Yeah, this is awesome! It really makes seeing the impact of changes clear immediately. If there is one issue I have with LaTeX, it is that you need to recompile every time you want to change something, so "I'm just going to change the size of this picture so that everything fits nicely on one page" is really difficult. The newer Offices are very good at this.
 
So you have office 365, now adobe is doing the same with their products such as Photoshop. If that's the future of software, MS and Adobe can stuff it. I won't be using any of their products.

I'm still using office 2007, someone point out a compelling reason that an upgrade to 2013 is a must.

If it's anything like Windows 8 there won't be one. Here's guessing it loads 500 milliseconds faster or something equally unimportant.
 
The changes they made to pivot tables are awesome. I doubt anyone will care about that though. There's no compelling reason to upgrade from 2007 to 2010 either. 2003 to 2007 though, YES!!!! Such a massive upgrade.
 
So you have office 365, now adobe is doing the same with their products such as Photoshop. If that's the future of software, MS and Adobe can stuff it. I won't be using any of their products.

I'm still using office 2007, someone point out a compelling reason that an upgrade to 2013 is a must.

If it's anything like Windows 8 there won't be one. Here's guessing it loads 500 milliseconds faster or something equally unimportant.

365 Home Premium is massively cheaper than 2007 if you make use of all the devices.

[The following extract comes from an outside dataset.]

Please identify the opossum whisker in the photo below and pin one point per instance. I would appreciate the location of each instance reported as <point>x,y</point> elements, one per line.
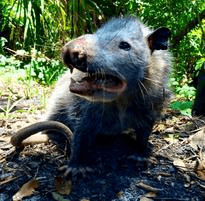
<point>153,81</point>
<point>143,97</point>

$100/year covers my desktop/laptop, and my mother's/father's/sister's computers. If you assume Outlook is worthless, covering the same PCs/Macs with Office Home and Student would cost about $700 upfront or $233 per year. ($243 per year if you count the value of the bonus Skydrive space you get.)

The real problem with 365 is that there's no good option non-student option for single-device users. I figure $50 would be fair for a two-device subscription which still gets you the extra Skype/Skydrive usage.

And MS isn't oblivious to people who still want/need non-subscription software, the option is still available, unlike Adobe: http://blogs.office.com/b/office-ne...e-subscriptions-progressive-or-premature.aspx


Edit: Also, subscription software services incentivize developers much better - development incentive is to make the software as good as possible compared to any competitors, rather than to make reasons to buy new versions of the software.